Submitted to: Clinical and Diagnostic Laboratory Immunology
Publication Type: Peer Reviewed Journal
Publication Acceptance Date: 12/10/1996
Publication Date: N/A
Citation: N/A

Interpretive Summary: Reproductive inefficiency causes over $ 200 million in annual losses to the U.S. beef and dairy cattle industry. Although the causes are many, neosporosis is known to be responsible for at least half of all neonatal abortions in the U.S. and worldwide. Neosporosis is a parasitic disease of many domestic animals, in particular cattle and sheep, caused by the protozoan Neospora caninum. Diagnosis of Neospora infection is hampered by the lack of a reliable, cost-effective method for corroborating clinical findings. The present study describes the cloning of DNA encoding a Neospora antigen which appears to be useful for identifying cows that are infected with the parasite. The recombinant antigen is produced in the bacterium Escherichia coli making the test inexpensive and useful for veterinarians attempting to diagnose neosporosis infection.
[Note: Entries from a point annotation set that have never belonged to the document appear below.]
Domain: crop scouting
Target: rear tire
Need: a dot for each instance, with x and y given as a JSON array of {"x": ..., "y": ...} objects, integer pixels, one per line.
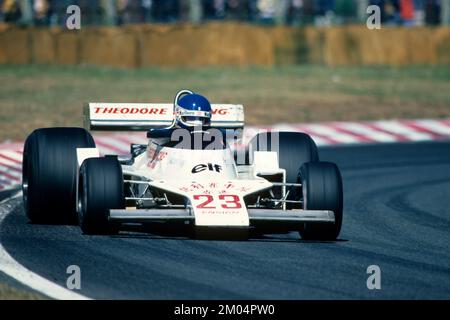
[
  {"x": 100, "y": 188},
  {"x": 49, "y": 173},
  {"x": 322, "y": 190}
]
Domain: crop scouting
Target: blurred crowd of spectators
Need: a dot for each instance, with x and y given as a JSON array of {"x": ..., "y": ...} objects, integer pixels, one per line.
[{"x": 291, "y": 12}]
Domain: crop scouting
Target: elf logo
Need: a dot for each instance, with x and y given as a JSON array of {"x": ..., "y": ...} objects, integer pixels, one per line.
[{"x": 209, "y": 166}]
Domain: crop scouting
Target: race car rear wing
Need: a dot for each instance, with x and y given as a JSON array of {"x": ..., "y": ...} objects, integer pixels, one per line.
[{"x": 145, "y": 116}]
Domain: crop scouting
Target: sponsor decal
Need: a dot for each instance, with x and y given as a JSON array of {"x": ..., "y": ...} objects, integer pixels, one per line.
[
  {"x": 129, "y": 110},
  {"x": 155, "y": 157},
  {"x": 202, "y": 167}
]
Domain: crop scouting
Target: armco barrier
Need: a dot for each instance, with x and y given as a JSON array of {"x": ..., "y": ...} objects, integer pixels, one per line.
[{"x": 224, "y": 44}]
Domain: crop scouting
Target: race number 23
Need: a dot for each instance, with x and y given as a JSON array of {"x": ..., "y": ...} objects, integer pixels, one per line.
[{"x": 227, "y": 201}]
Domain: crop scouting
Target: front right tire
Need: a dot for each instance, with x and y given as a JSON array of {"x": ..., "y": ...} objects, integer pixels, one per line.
[
  {"x": 100, "y": 189},
  {"x": 49, "y": 173},
  {"x": 322, "y": 190}
]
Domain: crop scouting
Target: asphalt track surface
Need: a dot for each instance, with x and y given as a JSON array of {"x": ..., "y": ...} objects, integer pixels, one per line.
[{"x": 397, "y": 216}]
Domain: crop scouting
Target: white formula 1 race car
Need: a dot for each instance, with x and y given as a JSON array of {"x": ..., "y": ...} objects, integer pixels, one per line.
[{"x": 275, "y": 182}]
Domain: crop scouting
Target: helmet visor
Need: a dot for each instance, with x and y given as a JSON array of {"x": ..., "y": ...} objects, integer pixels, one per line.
[{"x": 196, "y": 121}]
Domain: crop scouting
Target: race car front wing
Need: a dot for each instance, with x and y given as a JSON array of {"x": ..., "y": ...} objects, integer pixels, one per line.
[{"x": 256, "y": 216}]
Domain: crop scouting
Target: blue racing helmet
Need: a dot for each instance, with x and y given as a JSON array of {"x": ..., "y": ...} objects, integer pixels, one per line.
[{"x": 193, "y": 111}]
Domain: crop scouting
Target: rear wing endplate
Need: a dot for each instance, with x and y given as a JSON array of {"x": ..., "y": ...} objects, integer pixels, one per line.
[{"x": 145, "y": 116}]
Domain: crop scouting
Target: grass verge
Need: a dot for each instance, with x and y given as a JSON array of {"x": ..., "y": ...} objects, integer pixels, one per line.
[{"x": 33, "y": 96}]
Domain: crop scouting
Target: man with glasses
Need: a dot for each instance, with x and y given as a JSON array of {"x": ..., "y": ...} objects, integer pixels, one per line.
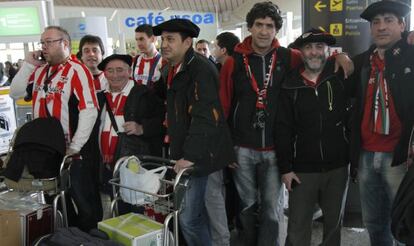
[
  {"x": 62, "y": 87},
  {"x": 128, "y": 108},
  {"x": 53, "y": 78},
  {"x": 91, "y": 51}
]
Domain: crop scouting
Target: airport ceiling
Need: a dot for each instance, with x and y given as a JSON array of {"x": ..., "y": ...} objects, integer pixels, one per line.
[{"x": 214, "y": 6}]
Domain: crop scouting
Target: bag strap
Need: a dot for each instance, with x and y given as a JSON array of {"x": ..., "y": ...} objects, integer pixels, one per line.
[
  {"x": 152, "y": 69},
  {"x": 134, "y": 65},
  {"x": 111, "y": 115}
]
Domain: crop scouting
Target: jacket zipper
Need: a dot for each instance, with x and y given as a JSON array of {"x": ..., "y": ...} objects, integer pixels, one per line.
[
  {"x": 320, "y": 126},
  {"x": 234, "y": 115},
  {"x": 264, "y": 77}
]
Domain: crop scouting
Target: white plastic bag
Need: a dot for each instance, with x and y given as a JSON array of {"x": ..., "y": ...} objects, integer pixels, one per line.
[{"x": 145, "y": 180}]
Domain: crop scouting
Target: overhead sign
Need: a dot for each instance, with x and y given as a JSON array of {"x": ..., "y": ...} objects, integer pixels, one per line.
[
  {"x": 19, "y": 21},
  {"x": 7, "y": 120},
  {"x": 342, "y": 19}
]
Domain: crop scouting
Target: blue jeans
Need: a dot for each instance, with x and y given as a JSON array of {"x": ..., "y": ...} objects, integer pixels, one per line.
[
  {"x": 378, "y": 185},
  {"x": 193, "y": 214},
  {"x": 258, "y": 183},
  {"x": 216, "y": 209}
]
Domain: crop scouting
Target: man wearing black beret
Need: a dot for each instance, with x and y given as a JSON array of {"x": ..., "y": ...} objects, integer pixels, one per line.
[
  {"x": 126, "y": 109},
  {"x": 383, "y": 116},
  {"x": 311, "y": 145},
  {"x": 197, "y": 131}
]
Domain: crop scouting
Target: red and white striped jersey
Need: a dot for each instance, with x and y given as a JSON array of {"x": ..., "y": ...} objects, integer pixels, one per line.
[
  {"x": 54, "y": 85},
  {"x": 141, "y": 71},
  {"x": 108, "y": 138},
  {"x": 100, "y": 81}
]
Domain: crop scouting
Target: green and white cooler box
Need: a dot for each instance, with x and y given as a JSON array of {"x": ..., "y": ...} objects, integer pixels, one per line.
[{"x": 133, "y": 230}]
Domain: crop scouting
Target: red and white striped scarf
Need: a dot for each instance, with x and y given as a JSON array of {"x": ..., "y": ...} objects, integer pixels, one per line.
[
  {"x": 108, "y": 136},
  {"x": 381, "y": 103}
]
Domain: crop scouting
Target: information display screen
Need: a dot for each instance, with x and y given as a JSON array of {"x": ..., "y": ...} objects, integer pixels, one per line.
[
  {"x": 22, "y": 21},
  {"x": 19, "y": 21}
]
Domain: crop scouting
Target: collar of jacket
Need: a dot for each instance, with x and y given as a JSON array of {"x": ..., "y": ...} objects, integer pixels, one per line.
[
  {"x": 396, "y": 50},
  {"x": 246, "y": 46},
  {"x": 295, "y": 80},
  {"x": 188, "y": 58}
]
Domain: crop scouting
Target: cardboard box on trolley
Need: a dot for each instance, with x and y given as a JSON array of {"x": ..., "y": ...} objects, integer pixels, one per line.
[
  {"x": 10, "y": 227},
  {"x": 34, "y": 219},
  {"x": 133, "y": 230}
]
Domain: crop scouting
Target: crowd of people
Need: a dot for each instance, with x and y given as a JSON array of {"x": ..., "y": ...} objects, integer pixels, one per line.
[{"x": 253, "y": 114}]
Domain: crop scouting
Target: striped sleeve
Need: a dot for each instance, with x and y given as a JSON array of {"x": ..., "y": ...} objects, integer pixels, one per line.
[{"x": 82, "y": 86}]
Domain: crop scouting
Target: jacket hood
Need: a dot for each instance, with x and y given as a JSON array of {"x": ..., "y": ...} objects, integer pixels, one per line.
[{"x": 246, "y": 48}]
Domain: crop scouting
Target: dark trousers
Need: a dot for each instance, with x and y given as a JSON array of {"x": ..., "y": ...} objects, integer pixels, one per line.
[{"x": 328, "y": 189}]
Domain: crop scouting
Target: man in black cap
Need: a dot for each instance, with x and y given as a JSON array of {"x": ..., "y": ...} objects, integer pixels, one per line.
[
  {"x": 311, "y": 144},
  {"x": 126, "y": 108},
  {"x": 197, "y": 131},
  {"x": 383, "y": 116}
]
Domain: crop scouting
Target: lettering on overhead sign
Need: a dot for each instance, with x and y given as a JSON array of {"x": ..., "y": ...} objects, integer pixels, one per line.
[
  {"x": 335, "y": 29},
  {"x": 152, "y": 19},
  {"x": 319, "y": 6}
]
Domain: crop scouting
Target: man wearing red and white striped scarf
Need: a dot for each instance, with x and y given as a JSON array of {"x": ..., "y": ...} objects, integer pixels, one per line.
[{"x": 54, "y": 78}]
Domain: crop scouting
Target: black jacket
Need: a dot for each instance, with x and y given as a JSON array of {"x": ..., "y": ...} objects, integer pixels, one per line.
[
  {"x": 311, "y": 124},
  {"x": 399, "y": 73},
  {"x": 145, "y": 109},
  {"x": 40, "y": 145},
  {"x": 402, "y": 215},
  {"x": 241, "y": 100},
  {"x": 196, "y": 125}
]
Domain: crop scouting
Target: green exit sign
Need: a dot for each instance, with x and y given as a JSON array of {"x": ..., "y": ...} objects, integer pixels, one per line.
[{"x": 21, "y": 21}]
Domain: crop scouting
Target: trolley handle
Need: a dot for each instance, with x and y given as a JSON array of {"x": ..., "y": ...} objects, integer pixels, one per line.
[
  {"x": 142, "y": 158},
  {"x": 65, "y": 165}
]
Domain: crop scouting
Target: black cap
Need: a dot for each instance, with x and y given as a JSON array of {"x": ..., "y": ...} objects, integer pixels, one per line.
[
  {"x": 396, "y": 7},
  {"x": 314, "y": 36},
  {"x": 125, "y": 58},
  {"x": 177, "y": 25}
]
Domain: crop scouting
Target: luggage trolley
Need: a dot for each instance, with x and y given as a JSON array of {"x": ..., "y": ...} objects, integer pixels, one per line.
[
  {"x": 168, "y": 198},
  {"x": 55, "y": 186}
]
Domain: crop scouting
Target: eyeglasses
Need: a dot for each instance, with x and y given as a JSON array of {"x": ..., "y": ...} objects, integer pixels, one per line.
[
  {"x": 117, "y": 70},
  {"x": 49, "y": 43}
]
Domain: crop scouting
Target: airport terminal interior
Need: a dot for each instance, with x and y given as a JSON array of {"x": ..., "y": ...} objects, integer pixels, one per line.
[{"x": 33, "y": 212}]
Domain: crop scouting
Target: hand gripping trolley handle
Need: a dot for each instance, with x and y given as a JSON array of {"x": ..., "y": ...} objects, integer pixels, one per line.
[{"x": 167, "y": 199}]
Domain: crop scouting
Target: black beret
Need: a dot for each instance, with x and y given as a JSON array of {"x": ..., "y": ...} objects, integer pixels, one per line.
[
  {"x": 125, "y": 58},
  {"x": 395, "y": 7},
  {"x": 177, "y": 25},
  {"x": 314, "y": 36}
]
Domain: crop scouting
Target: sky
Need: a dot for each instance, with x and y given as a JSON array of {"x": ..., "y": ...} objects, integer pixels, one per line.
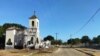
[{"x": 64, "y": 17}]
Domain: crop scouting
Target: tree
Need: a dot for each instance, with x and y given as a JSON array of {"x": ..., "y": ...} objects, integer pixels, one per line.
[
  {"x": 85, "y": 40},
  {"x": 49, "y": 37}
]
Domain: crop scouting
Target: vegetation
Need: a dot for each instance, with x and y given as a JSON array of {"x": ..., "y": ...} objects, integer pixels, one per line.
[{"x": 53, "y": 41}]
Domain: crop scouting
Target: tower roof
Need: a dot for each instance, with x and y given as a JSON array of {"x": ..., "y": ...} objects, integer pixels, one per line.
[{"x": 33, "y": 17}]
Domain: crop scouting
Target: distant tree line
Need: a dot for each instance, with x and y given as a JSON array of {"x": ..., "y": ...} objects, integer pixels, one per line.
[
  {"x": 86, "y": 41},
  {"x": 3, "y": 31},
  {"x": 52, "y": 39}
]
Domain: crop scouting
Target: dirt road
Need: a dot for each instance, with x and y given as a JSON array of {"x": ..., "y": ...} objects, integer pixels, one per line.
[{"x": 67, "y": 52}]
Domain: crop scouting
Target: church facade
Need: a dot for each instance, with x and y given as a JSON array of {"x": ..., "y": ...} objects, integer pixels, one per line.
[{"x": 30, "y": 37}]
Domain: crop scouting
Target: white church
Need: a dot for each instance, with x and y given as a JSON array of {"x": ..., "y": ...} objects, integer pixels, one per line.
[{"x": 28, "y": 38}]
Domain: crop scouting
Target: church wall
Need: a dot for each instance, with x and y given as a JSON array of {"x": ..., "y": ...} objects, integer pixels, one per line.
[{"x": 10, "y": 34}]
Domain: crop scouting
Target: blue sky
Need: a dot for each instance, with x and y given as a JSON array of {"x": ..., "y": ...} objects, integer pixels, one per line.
[{"x": 64, "y": 17}]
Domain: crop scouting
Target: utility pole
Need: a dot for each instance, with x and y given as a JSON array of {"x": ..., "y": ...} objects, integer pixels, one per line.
[{"x": 56, "y": 36}]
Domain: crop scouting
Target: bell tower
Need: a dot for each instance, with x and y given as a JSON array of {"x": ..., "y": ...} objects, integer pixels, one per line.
[{"x": 34, "y": 28}]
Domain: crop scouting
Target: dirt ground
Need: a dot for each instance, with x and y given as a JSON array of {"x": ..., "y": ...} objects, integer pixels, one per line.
[
  {"x": 26, "y": 52},
  {"x": 14, "y": 52}
]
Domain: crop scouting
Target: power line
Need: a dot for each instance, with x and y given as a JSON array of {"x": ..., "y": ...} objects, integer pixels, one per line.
[{"x": 87, "y": 21}]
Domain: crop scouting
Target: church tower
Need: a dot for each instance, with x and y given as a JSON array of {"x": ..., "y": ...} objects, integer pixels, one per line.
[{"x": 34, "y": 28}]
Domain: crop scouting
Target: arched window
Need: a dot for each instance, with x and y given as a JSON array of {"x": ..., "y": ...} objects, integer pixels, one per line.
[
  {"x": 9, "y": 42},
  {"x": 32, "y": 23}
]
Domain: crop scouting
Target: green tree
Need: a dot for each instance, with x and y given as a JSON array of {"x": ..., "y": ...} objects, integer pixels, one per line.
[{"x": 49, "y": 37}]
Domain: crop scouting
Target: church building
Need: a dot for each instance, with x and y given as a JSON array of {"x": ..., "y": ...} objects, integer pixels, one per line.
[{"x": 28, "y": 38}]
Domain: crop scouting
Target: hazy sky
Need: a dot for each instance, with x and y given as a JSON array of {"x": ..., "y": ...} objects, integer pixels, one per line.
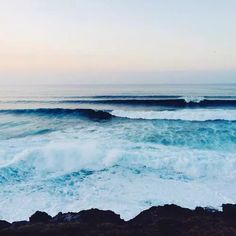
[{"x": 80, "y": 41}]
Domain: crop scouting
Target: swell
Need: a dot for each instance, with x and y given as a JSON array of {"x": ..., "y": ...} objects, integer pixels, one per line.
[
  {"x": 87, "y": 113},
  {"x": 178, "y": 103}
]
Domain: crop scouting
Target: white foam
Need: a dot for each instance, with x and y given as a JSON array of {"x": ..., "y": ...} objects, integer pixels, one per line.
[
  {"x": 182, "y": 114},
  {"x": 189, "y": 99}
]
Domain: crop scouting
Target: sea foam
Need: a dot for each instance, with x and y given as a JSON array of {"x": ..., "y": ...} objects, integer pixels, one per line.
[{"x": 180, "y": 114}]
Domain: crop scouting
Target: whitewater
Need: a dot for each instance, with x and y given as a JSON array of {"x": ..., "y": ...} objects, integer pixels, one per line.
[{"x": 124, "y": 149}]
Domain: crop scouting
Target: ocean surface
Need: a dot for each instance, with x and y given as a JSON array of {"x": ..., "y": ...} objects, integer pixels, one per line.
[{"x": 123, "y": 148}]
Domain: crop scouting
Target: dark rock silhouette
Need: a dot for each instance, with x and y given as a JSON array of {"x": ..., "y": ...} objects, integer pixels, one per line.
[{"x": 168, "y": 220}]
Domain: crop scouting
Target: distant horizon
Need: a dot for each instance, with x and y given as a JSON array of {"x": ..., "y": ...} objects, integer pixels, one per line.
[{"x": 93, "y": 41}]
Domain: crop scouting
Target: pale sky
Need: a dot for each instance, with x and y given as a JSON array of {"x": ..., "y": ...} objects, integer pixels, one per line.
[{"x": 75, "y": 41}]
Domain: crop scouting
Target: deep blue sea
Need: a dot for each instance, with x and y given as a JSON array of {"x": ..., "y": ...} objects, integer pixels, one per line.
[{"x": 118, "y": 147}]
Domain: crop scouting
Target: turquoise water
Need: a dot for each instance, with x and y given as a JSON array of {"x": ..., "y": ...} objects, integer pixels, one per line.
[{"x": 123, "y": 148}]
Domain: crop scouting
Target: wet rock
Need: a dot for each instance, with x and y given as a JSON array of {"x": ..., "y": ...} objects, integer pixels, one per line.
[
  {"x": 18, "y": 224},
  {"x": 4, "y": 224},
  {"x": 229, "y": 210}
]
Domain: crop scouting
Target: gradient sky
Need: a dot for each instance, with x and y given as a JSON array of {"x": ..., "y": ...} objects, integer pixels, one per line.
[{"x": 75, "y": 41}]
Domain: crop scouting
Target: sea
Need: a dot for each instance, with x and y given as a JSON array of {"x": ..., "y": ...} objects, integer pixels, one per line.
[{"x": 119, "y": 147}]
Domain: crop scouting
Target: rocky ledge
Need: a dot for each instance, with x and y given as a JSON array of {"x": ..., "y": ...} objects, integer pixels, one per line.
[{"x": 168, "y": 220}]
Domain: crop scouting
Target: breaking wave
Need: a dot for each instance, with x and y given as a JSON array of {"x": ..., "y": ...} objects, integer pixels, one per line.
[{"x": 184, "y": 114}]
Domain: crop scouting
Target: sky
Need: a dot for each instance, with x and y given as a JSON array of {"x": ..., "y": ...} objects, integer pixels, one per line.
[{"x": 114, "y": 41}]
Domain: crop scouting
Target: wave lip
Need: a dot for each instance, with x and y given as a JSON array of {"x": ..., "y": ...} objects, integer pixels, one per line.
[{"x": 183, "y": 114}]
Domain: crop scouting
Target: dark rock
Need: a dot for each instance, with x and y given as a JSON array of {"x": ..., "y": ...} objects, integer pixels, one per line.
[
  {"x": 40, "y": 217},
  {"x": 66, "y": 217},
  {"x": 4, "y": 224},
  {"x": 18, "y": 224},
  {"x": 95, "y": 216},
  {"x": 155, "y": 213},
  {"x": 92, "y": 216},
  {"x": 168, "y": 220}
]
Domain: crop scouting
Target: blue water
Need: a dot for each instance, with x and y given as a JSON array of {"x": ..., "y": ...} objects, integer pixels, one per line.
[{"x": 123, "y": 148}]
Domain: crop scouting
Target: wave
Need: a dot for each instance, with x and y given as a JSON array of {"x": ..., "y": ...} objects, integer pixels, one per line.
[
  {"x": 180, "y": 102},
  {"x": 180, "y": 114},
  {"x": 87, "y": 113},
  {"x": 183, "y": 114}
]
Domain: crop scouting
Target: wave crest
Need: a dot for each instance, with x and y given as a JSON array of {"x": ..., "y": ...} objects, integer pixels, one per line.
[{"x": 184, "y": 114}]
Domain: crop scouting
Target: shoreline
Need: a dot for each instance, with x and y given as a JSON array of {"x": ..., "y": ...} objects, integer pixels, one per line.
[{"x": 165, "y": 220}]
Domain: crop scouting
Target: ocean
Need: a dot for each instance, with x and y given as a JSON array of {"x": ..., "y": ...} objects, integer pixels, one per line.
[{"x": 119, "y": 147}]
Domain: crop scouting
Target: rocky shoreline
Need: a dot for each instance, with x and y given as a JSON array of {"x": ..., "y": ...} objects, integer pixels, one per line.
[{"x": 168, "y": 220}]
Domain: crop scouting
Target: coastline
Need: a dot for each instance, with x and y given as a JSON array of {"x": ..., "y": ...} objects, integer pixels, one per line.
[{"x": 158, "y": 220}]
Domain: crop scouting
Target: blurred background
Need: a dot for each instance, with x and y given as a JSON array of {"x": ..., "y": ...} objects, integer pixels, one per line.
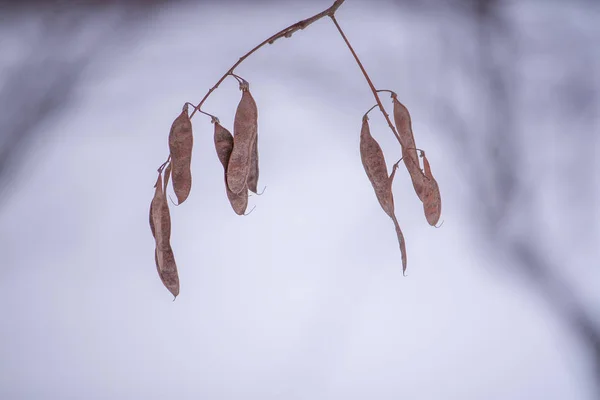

Technical Abstract: Neospora caninum is a recently described apicomplexan parasite which causes paralysis and death in dogs. Neospora parasites also cause abortion and neonatal morbidity in cattle, sheep, goats and horses, and neosporosis is emerging as an important cause of bovine abortion worldwide. The purpose of this study was to identify N. caninum cDNA clones encoding antigens that would be useful for the immunodiagnosis of bovine neosporosis. Two N. caninum tachyzoite cDNA clones expressing antigens that were recognized by serum from naturally and experimentally infected cattle were identified. The DNA sequences of these clones were determined and the inserts subcloned into the plasmid expression vector pTrcHis. Both recombinant antigens, expressed as fusion proteins with a (His)6 tag were purified on a nickel chelating affinity column and evaluated in separate enzyme-linked immunosorbent assays (ELISAs). Both recombinant antigen ELISAs were capable of distinguishing between sera from Neospora-infected cows and sera from normal control cows. Furthermore, both assays were able to detect an antibody response in animals that were experimentally inoculated with N. caninum. Neither antigen showed evidence of cross- reactivity with serum from animals inoculated with the closely related parasites Toxoplasma gondii, Sarcocystis cruzi, Sarcocystis hominis or Sarcocystis hirsuta.